There's nothing golf related in Richard Sandomir's story on ESPN firing the first warning shot in bidding on the next two Olympics games, just some beautiful businesspeak that our friends and Ponte Vedra may want to note.

“Our DNA is different than theirs,” John Skipper, ESPN’s executive vice president for content said by telephone on Tuesday. “We serve sports fans. It’s hard in our culture to fathom tape-delaying in the same way they have. I’m not suggesting it wasn’t the smart thing for them to do, but it’s not our culture. We did Euro 2008 in the afternoon. We’ve done the World Cup in the middle of the morning. We have different audiences.”
I always love the talk of culture and ESPN. They two words really are synonymous.
Skipper, who returned earlier this week from Beijing after attending the Summer Games, said NBC’s enormous success over the first 11 nights of the Games “probably forces us to change some of our calculations.”

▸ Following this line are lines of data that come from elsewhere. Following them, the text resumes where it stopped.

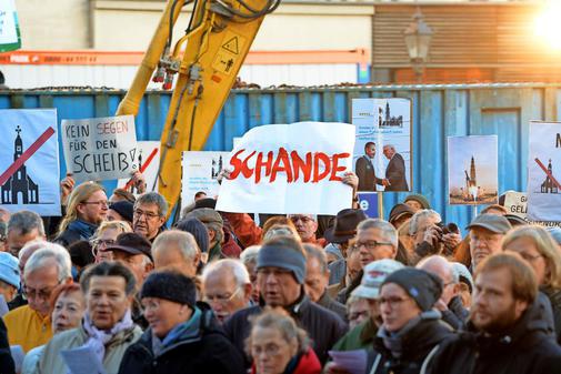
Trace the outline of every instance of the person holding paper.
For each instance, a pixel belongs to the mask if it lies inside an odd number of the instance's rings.
[[[120,374],[244,373],[241,354],[212,310],[197,302],[192,279],[170,270],[153,272],[140,299],[150,327],[124,353]]]
[[[252,374],[320,374],[321,364],[310,338],[285,312],[270,310],[252,324],[247,351]]]
[[[134,274],[120,262],[101,262],[80,280],[87,311],[78,328],[57,334],[44,347],[40,374],[116,374],[122,356],[142,331],[131,319]]]

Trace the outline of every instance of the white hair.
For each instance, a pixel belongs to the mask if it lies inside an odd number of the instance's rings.
[[[168,230],[156,237],[152,243],[152,254],[159,251],[167,251],[172,245],[177,245],[186,260],[194,260],[197,254],[201,252],[191,233],[180,230]]]
[[[208,264],[202,271],[202,282],[207,282],[207,279],[214,274],[223,276],[224,271],[230,271],[233,274],[238,287],[251,283],[248,270],[243,263],[234,259],[218,260]]]
[[[67,249],[62,245],[44,242],[40,250],[33,252],[26,263],[24,274],[32,273],[39,269],[49,266],[48,260],[52,259],[57,263],[59,282],[72,277],[72,261]]]

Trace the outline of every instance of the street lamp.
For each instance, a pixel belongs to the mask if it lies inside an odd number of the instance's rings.
[[[424,64],[429,54],[429,46],[432,39],[432,29],[424,23],[421,9],[417,7],[417,12],[413,14],[413,21],[403,31],[405,37],[407,50],[409,59],[413,65],[417,80],[422,80]]]

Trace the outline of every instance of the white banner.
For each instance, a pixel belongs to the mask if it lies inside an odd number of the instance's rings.
[[[56,109],[0,110],[2,208],[60,215]]]
[[[337,214],[350,208],[354,127],[299,122],[251,129],[232,151],[217,210]]]
[[[561,221],[561,123],[530,122],[528,218]]]
[[[62,120],[67,172],[78,182],[130,178],[138,170],[134,117]]]
[[[216,198],[220,184],[218,174],[230,162],[230,152],[183,152],[181,179],[181,205],[187,206],[194,201],[197,192],[204,192],[209,198]]]
[[[137,162],[139,170],[144,175],[147,182],[147,191],[158,192],[158,168],[160,166],[160,142],[159,141],[141,141],[137,142]],[[130,178],[120,179],[117,182],[117,188],[122,189],[130,181]],[[132,191],[138,195],[137,191]]]

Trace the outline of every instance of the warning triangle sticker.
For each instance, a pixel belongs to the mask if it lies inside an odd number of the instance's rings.
[[[222,48],[226,49],[228,52],[239,54],[240,51],[238,50],[238,37],[233,37],[232,39],[223,43]]]

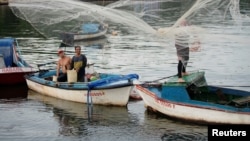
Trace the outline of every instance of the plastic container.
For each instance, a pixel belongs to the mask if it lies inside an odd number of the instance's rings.
[[[68,83],[77,82],[77,72],[75,70],[67,70]]]

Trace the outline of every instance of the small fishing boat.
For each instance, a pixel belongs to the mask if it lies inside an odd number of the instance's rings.
[[[108,27],[99,23],[86,23],[79,33],[74,34],[74,40],[90,40],[105,37]]]
[[[14,38],[0,39],[0,85],[25,84],[24,75],[35,70],[23,59]]]
[[[0,0],[0,5],[8,5],[9,0]]]
[[[56,82],[55,70],[37,72],[26,76],[31,90],[40,94],[80,103],[126,106],[129,101],[133,80],[137,74],[119,75],[97,73],[89,82]],[[69,75],[68,75],[69,76]]]
[[[207,85],[205,72],[136,85],[145,106],[169,117],[205,124],[250,124],[250,92]]]

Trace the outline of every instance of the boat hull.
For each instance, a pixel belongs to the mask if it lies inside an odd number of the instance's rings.
[[[12,99],[12,98],[27,98],[28,87],[25,84],[15,85],[1,85],[0,86],[0,99]]]
[[[205,124],[250,124],[250,113],[232,112],[201,107],[158,98],[151,91],[137,85],[145,106],[169,117]]]
[[[62,89],[46,86],[29,79],[26,79],[26,82],[29,89],[37,91],[40,94],[73,102],[87,103],[88,90],[86,89]],[[91,90],[90,95],[93,104],[126,106],[131,89],[132,86],[124,86],[112,89]]]

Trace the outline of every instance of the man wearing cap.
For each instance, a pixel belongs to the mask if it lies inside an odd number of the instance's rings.
[[[84,82],[87,58],[84,54],[81,54],[80,46],[75,46],[75,53],[72,57],[71,68],[77,72],[77,81]]]
[[[65,82],[67,81],[67,70],[70,69],[71,58],[66,56],[64,54],[64,51],[61,49],[58,50],[58,56],[60,57],[60,59],[58,60],[56,69],[57,81]]]

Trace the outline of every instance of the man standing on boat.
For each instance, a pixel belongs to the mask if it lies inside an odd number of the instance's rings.
[[[187,63],[189,60],[189,34],[187,31],[188,23],[182,20],[180,27],[177,29],[175,35],[175,47],[178,56],[178,82],[185,82],[182,78],[183,75],[188,75],[186,72]]]
[[[81,54],[80,46],[75,46],[75,53],[75,56],[72,57],[71,68],[77,72],[77,81],[84,82],[87,57]]]
[[[185,82],[182,76],[188,75],[186,67],[189,60],[189,51],[196,52],[200,50],[200,41],[198,37],[196,37],[197,35],[193,37],[195,41],[191,43],[191,48],[189,47],[191,27],[188,26],[188,22],[185,19],[182,20],[175,34],[175,47],[178,56],[178,82]]]
[[[67,70],[70,69],[71,58],[64,54],[63,50],[58,50],[58,56],[60,57],[57,63],[56,76],[58,82],[67,81]],[[60,73],[60,69],[62,73]]]

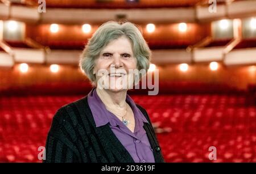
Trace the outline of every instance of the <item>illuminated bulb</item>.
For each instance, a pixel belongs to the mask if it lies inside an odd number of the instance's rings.
[[[27,63],[21,63],[19,65],[19,70],[22,73],[26,73],[28,71],[28,65]]]
[[[210,63],[210,69],[212,71],[216,71],[218,69],[218,65],[216,62],[212,62]]]
[[[153,24],[148,24],[146,28],[148,32],[152,33],[155,31],[155,27]]]
[[[229,22],[226,19],[222,19],[220,21],[219,23],[220,27],[222,29],[226,29],[229,27]]]
[[[155,71],[156,67],[155,64],[151,63],[148,68],[148,71],[150,72]]]
[[[250,26],[253,29],[256,29],[256,19],[252,18],[250,22]]]
[[[14,20],[10,20],[7,23],[8,29],[11,31],[15,31],[18,29],[18,23]]]
[[[59,66],[58,65],[53,64],[50,66],[50,70],[52,73],[57,73],[59,71]]]
[[[179,24],[179,30],[180,32],[185,32],[187,31],[187,24],[185,23]]]
[[[180,70],[183,72],[187,71],[188,70],[188,65],[187,63],[180,64]]]
[[[59,25],[56,24],[52,24],[50,27],[50,31],[52,33],[56,33],[59,31]]]
[[[87,24],[82,25],[82,32],[85,33],[90,32],[91,28],[90,25]]]

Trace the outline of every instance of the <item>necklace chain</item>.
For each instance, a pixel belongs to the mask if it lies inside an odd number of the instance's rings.
[[[128,106],[127,106],[127,104],[126,103],[125,103],[125,106],[126,106],[126,109],[125,109],[125,113],[123,115],[123,116],[119,116],[118,114],[115,113],[115,112],[111,108],[110,108],[109,107],[108,107],[107,105],[106,105],[106,108],[110,111],[112,113],[113,113],[113,114],[114,114],[115,116],[119,117],[122,117],[122,121],[123,122],[123,123],[126,125],[127,126],[129,121],[128,120],[125,120],[125,116],[126,116],[127,114],[127,110],[128,110]]]

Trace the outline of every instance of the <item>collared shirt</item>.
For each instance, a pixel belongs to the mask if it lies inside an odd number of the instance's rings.
[[[135,163],[154,163],[153,150],[143,128],[148,122],[133,99],[126,95],[126,101],[133,110],[135,125],[133,133],[113,113],[106,109],[94,88],[88,95],[88,104],[92,111],[96,127],[109,122],[111,130],[129,152]]]

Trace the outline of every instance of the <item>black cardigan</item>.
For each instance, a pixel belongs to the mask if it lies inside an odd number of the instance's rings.
[[[148,116],[137,105],[148,123],[145,129],[156,163],[164,162]],[[97,128],[87,96],[59,109],[52,121],[46,141],[43,162],[134,163],[133,158],[112,131],[109,123]]]

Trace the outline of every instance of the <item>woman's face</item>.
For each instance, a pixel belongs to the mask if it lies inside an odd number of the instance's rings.
[[[110,41],[96,61],[93,73],[97,87],[112,91],[127,90],[133,86],[137,68],[131,44],[125,36]]]

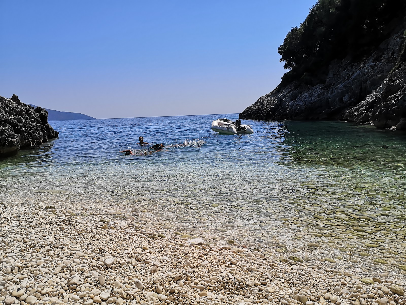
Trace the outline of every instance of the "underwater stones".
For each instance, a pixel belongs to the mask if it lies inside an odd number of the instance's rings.
[[[300,261],[300,263],[302,263],[303,262],[303,259],[300,257],[298,257],[297,256],[293,256],[291,255],[288,257],[288,258],[290,260],[293,261]]]
[[[381,258],[375,259],[374,260],[374,261],[376,263],[378,263],[378,264],[382,264],[384,265],[389,264],[389,261],[385,261],[384,259],[383,259]]]
[[[359,281],[364,284],[373,284],[374,281],[370,279],[360,279]]]
[[[328,261],[330,263],[335,263],[336,261],[332,258],[330,258],[330,257],[325,257],[324,260],[326,261]]]
[[[391,290],[391,291],[395,294],[397,294],[400,296],[403,296],[404,294],[404,289],[397,285],[393,285],[390,286],[389,289]]]

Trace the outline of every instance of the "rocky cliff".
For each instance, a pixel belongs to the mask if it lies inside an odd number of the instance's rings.
[[[280,86],[240,114],[254,120],[339,120],[406,129],[406,24],[361,60],[331,61],[325,81]]]
[[[22,103],[15,94],[10,99],[0,96],[0,157],[37,146],[58,134],[48,124],[45,109]]]

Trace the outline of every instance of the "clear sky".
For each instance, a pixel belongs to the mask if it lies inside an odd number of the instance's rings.
[[[97,118],[239,113],[316,0],[0,0],[0,95]]]

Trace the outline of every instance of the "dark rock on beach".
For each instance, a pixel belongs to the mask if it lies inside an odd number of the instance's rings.
[[[240,114],[254,120],[339,120],[406,129],[406,61],[402,28],[361,61],[330,62],[325,81],[278,87]]]
[[[48,124],[48,112],[43,108],[24,104],[15,94],[9,99],[0,96],[0,157],[39,145],[58,133]]]

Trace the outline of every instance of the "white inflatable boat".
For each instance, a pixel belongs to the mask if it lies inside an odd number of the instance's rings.
[[[253,128],[249,125],[241,125],[238,119],[233,122],[227,119],[217,119],[212,123],[212,130],[224,135],[240,135],[253,133]]]

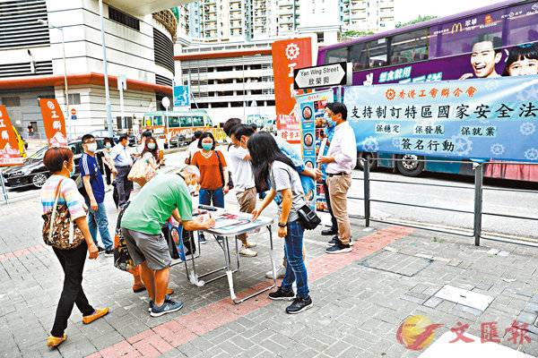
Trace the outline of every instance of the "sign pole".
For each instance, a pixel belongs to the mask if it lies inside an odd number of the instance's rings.
[[[7,205],[7,190],[5,189],[5,183],[4,182],[4,172],[0,172],[0,182],[2,182],[2,195],[4,196],[4,200]]]

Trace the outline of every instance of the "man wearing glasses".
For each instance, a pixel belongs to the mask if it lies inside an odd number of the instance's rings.
[[[325,113],[336,124],[329,151],[317,161],[326,164],[327,184],[333,214],[338,224],[338,238],[327,253],[350,252],[351,227],[347,210],[347,192],[351,186],[351,171],[357,164],[357,142],[347,123],[347,108],[343,103],[328,103]]]
[[[82,148],[84,154],[79,162],[79,170],[84,189],[86,189],[86,204],[88,204],[88,226],[90,234],[93,238],[95,245],[100,251],[104,251],[105,256],[114,255],[114,246],[108,231],[108,218],[107,217],[107,209],[105,208],[105,183],[103,175],[99,169],[95,152],[97,150],[97,141],[91,134],[82,136]],[[101,236],[101,242],[104,248],[97,243],[97,230]]]

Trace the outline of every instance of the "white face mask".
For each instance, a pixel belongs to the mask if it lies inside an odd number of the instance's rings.
[[[88,150],[91,153],[95,153],[95,150],[97,150],[97,143],[88,143],[86,144],[86,148],[88,148]]]

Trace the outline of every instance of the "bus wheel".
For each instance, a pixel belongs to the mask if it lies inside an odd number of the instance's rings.
[[[376,170],[376,168],[377,167],[377,160],[375,160],[375,156],[373,153],[359,153],[359,155],[357,156],[358,158],[364,158],[366,160],[368,160],[369,165],[369,169],[370,171],[372,170]],[[364,171],[364,166],[362,165],[362,161],[360,160],[357,160],[357,167],[360,170],[360,171]]]
[[[424,170],[424,162],[419,160],[424,160],[424,157],[419,157],[412,154],[404,154],[403,156],[396,156],[396,169],[403,175],[405,176],[418,176]]]

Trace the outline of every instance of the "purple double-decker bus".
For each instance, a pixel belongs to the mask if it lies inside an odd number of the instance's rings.
[[[317,64],[353,64],[353,85],[538,74],[538,1],[508,1],[320,48]],[[521,93],[538,100],[538,93]],[[464,163],[360,151],[362,158],[415,176],[422,171],[471,175]],[[392,160],[394,158],[401,161]],[[426,159],[426,162],[418,159]],[[438,159],[438,158],[436,158]],[[538,166],[492,164],[486,176],[538,181]]]

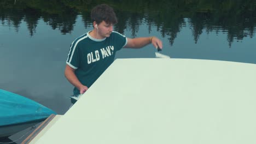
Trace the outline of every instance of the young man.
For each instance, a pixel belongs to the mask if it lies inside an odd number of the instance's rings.
[[[77,38],[71,44],[66,62],[65,76],[75,87],[74,95],[85,93],[114,62],[115,52],[123,47],[140,48],[152,44],[162,49],[155,37],[128,38],[113,31],[117,19],[106,4],[92,9],[93,30]]]

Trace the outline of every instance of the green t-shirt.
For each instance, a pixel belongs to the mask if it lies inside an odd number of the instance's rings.
[[[109,37],[96,39],[89,33],[77,38],[71,44],[66,63],[75,69],[80,82],[89,88],[114,62],[115,52],[127,43],[125,36],[113,32]],[[74,88],[74,94],[80,91]]]

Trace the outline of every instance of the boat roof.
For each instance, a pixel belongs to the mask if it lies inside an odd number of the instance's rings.
[[[118,59],[36,143],[256,142],[256,65]]]

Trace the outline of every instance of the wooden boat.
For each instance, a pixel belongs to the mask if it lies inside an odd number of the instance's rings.
[[[8,137],[56,113],[20,95],[0,89],[0,138]]]

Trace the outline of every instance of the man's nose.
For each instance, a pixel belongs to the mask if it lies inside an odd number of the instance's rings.
[[[113,29],[113,25],[110,26],[109,28],[110,28],[109,31],[112,32]]]

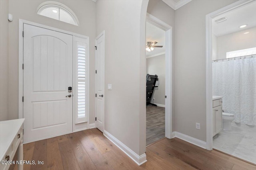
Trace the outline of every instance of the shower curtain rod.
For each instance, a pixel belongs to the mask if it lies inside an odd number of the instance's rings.
[[[256,56],[256,54],[253,54],[252,55],[245,55],[244,56],[236,57],[235,57],[229,58],[228,58],[228,59],[218,59],[218,60],[213,60],[212,62],[215,62],[215,61],[218,62],[218,61],[219,61],[220,60],[222,60],[223,61],[225,60],[232,60],[232,59],[236,59],[237,58],[240,58],[240,59],[241,59],[242,58],[246,58],[246,57],[254,57],[254,56]]]

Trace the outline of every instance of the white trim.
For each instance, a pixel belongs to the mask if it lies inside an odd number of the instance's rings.
[[[172,138],[176,137],[204,149],[206,148],[206,143],[204,141],[176,131],[172,132]]]
[[[164,105],[164,104],[158,104],[157,103],[154,103],[154,104],[156,104],[156,106],[158,107],[165,107],[165,105]]]
[[[59,8],[63,10],[66,13],[68,14],[71,17],[74,22],[75,22],[75,25],[76,26],[79,25],[79,21],[78,21],[78,19],[75,13],[69,8],[66,5],[62,4],[61,3],[55,2],[55,1],[46,1],[42,3],[41,3],[40,5],[38,6],[36,8],[36,14],[39,15],[41,15],[40,13],[42,11],[49,7],[55,7],[57,8]],[[60,21],[59,20],[59,21]],[[63,21],[62,21],[63,22]],[[68,22],[66,22],[67,23],[69,23]]]
[[[139,155],[105,130],[103,135],[130,157],[138,165],[142,165],[147,162],[146,156],[145,153],[141,155]]]
[[[162,55],[164,54],[165,54],[165,51],[164,51],[162,53],[160,53],[158,54],[154,54],[154,55],[151,55],[149,56],[146,56],[146,58],[148,59],[149,58],[151,58],[151,57],[154,57],[159,56],[160,55]]]
[[[168,6],[171,7],[174,10],[176,10],[184,5],[186,5],[192,0],[182,0],[178,2],[175,3],[173,0],[162,0],[164,2],[166,3]]]
[[[212,149],[212,21],[217,16],[234,10],[255,0],[240,0],[229,5],[212,12],[206,16],[206,145],[208,150]]]
[[[146,21],[165,31],[165,136],[172,137],[172,27],[148,13]]]
[[[95,123],[90,123],[89,125],[89,129],[92,129],[95,128]]]

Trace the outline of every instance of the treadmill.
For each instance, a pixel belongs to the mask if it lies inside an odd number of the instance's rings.
[[[152,105],[154,106],[156,106],[156,104],[150,103],[150,101],[151,100],[154,88],[155,87],[158,87],[158,86],[156,86],[156,81],[158,81],[158,76],[156,74],[150,75],[148,74],[146,81],[146,106]]]

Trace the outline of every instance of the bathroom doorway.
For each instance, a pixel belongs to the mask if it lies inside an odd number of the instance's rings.
[[[255,8],[255,1],[240,1],[206,16],[207,149],[254,164]]]
[[[172,137],[172,35],[171,26],[147,14],[146,146]]]

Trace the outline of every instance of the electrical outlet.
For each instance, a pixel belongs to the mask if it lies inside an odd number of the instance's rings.
[[[200,130],[200,123],[196,123],[196,129]]]

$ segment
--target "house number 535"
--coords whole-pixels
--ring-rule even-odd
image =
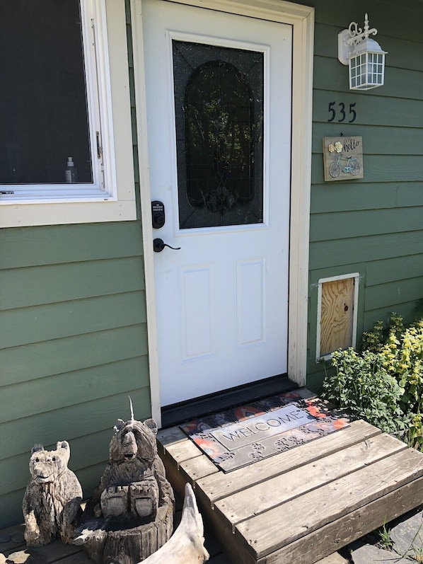
[[[330,118],[328,120],[328,122],[334,121],[335,118],[337,115],[339,117],[340,119],[337,121],[340,123],[342,122],[344,122],[345,119],[347,118],[347,110],[345,110],[345,104],[343,102],[340,102],[336,106],[335,110],[335,104],[336,102],[330,102],[328,111],[330,114]],[[351,119],[348,121],[348,123],[352,123],[355,121],[355,118],[357,117],[355,110],[354,109],[356,105],[356,102],[354,104],[349,104],[349,111],[348,112],[348,115],[351,117]]]

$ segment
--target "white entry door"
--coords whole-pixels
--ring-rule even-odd
[[[143,2],[162,406],[287,371],[291,26]]]

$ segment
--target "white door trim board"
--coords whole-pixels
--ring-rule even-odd
[[[180,3],[280,21],[293,26],[292,147],[295,149],[292,151],[291,157],[288,375],[300,385],[303,385],[306,383],[307,350],[314,10],[310,7],[277,0],[249,0],[248,3],[241,0],[183,0]],[[141,0],[131,0],[131,10],[151,411],[153,417],[160,425],[158,339],[152,253],[153,234],[150,214],[151,192]]]

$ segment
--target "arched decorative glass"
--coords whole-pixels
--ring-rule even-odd
[[[263,54],[173,41],[180,229],[263,221]]]

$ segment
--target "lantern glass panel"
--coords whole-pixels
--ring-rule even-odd
[[[365,52],[349,59],[349,88],[369,90],[383,84],[384,53]]]

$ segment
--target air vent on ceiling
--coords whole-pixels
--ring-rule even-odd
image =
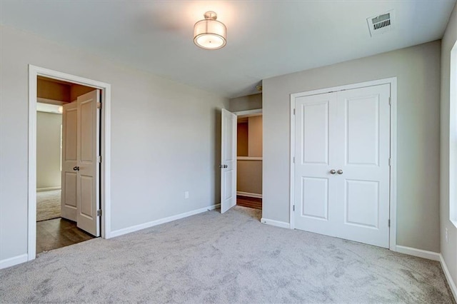
[[[366,19],[368,29],[370,29],[370,35],[372,37],[393,29],[395,21],[395,14],[393,13],[393,10],[391,10],[383,14]]]

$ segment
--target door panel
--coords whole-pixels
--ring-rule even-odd
[[[61,216],[76,221],[76,128],[77,104],[76,102],[62,106],[62,172]]]
[[[346,181],[345,223],[379,227],[379,183]]]
[[[328,101],[301,104],[303,163],[328,163]],[[312,147],[312,148],[304,148]]]
[[[388,248],[389,97],[386,84],[296,98],[296,228]]]
[[[100,155],[100,113],[97,109],[99,90],[78,97],[77,158],[79,166],[77,179],[77,226],[100,236],[99,168],[97,156]]]
[[[327,221],[328,218],[328,179],[302,178],[302,216]]]
[[[379,164],[379,96],[346,98],[346,163]]]
[[[236,205],[236,115],[222,109],[221,213]]]

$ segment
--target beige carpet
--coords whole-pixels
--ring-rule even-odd
[[[36,193],[36,221],[60,218],[60,190]]]
[[[261,215],[236,206],[41,253],[0,270],[0,302],[453,303],[438,262]]]

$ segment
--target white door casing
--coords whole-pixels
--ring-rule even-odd
[[[100,221],[97,211],[100,209],[99,168],[100,111],[97,102],[99,90],[94,90],[78,97],[77,135],[77,226],[95,235],[100,236]]]
[[[296,98],[296,228],[389,247],[389,97],[384,84]]]
[[[77,103],[62,106],[61,216],[76,221]]]
[[[221,213],[236,205],[236,115],[222,109]]]

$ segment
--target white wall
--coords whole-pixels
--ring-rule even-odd
[[[227,98],[11,28],[0,44],[0,260],[27,251],[29,64],[111,83],[113,230],[219,202]]]
[[[263,218],[289,221],[292,93],[397,77],[397,243],[439,239],[439,41],[263,81]]]
[[[454,6],[444,36],[441,41],[441,254],[449,272],[457,284],[457,228],[449,221],[449,188],[457,185],[449,184],[449,131],[450,115],[450,65],[451,49],[457,41],[457,6]],[[454,83],[454,85],[457,85]],[[453,118],[454,120],[456,118]],[[455,138],[454,138],[455,140]],[[454,156],[455,157],[455,156]],[[456,202],[454,202],[456,203]],[[445,229],[448,228],[449,242],[445,239]]]
[[[60,187],[62,115],[36,112],[36,188]]]

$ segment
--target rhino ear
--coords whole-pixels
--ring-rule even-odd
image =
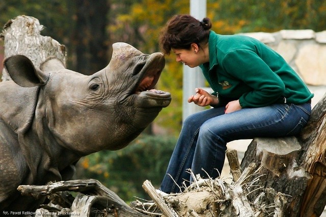
[[[48,75],[36,69],[33,63],[23,55],[15,55],[6,60],[4,63],[10,77],[17,85],[26,87],[44,85]]]

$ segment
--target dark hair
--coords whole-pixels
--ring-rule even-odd
[[[161,33],[159,42],[163,52],[169,55],[172,48],[190,49],[193,43],[200,47],[200,44],[208,41],[211,27],[208,17],[199,21],[187,14],[174,16]]]

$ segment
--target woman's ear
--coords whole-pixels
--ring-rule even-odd
[[[195,53],[197,53],[199,50],[199,46],[196,43],[193,43],[190,45],[191,49],[194,51]]]

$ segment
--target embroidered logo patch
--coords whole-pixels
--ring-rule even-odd
[[[223,90],[226,90],[228,88],[230,88],[230,87],[231,87],[232,86],[230,84],[229,84],[229,83],[228,82],[227,82],[226,80],[222,82],[222,83],[219,83],[219,84],[220,84],[222,86],[222,89]]]

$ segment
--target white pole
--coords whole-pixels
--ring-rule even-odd
[[[206,0],[190,0],[190,15],[202,20],[206,16]],[[205,78],[199,67],[190,68],[187,66],[183,67],[182,88],[182,120],[192,114],[202,111],[203,107],[199,106],[194,103],[189,103],[187,99],[194,95],[195,89],[204,87]]]

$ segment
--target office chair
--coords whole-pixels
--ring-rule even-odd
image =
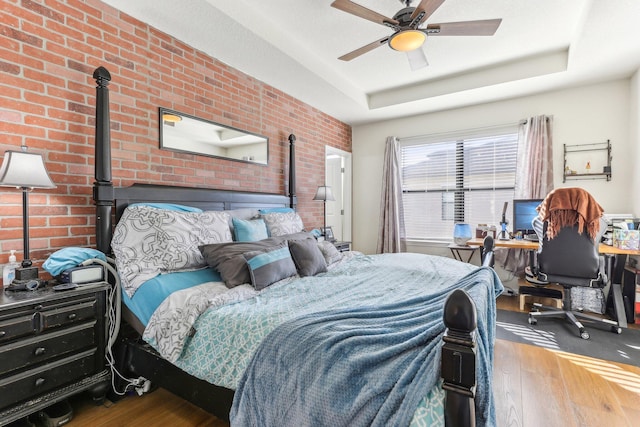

“If you’re doing P&L’s,” he went on, referring to profits and losses, “these guys have done spectacularly. If I was holding the rights to this, this is a great time to be selling them.”

Meanwhile, the thought of golf in the Olympics prompted this positive post by Iain Carter at the BBC, with one caveat: he wants to see a better format. Who doesn't?  Gary Van Sickle at golf.com was not so kind.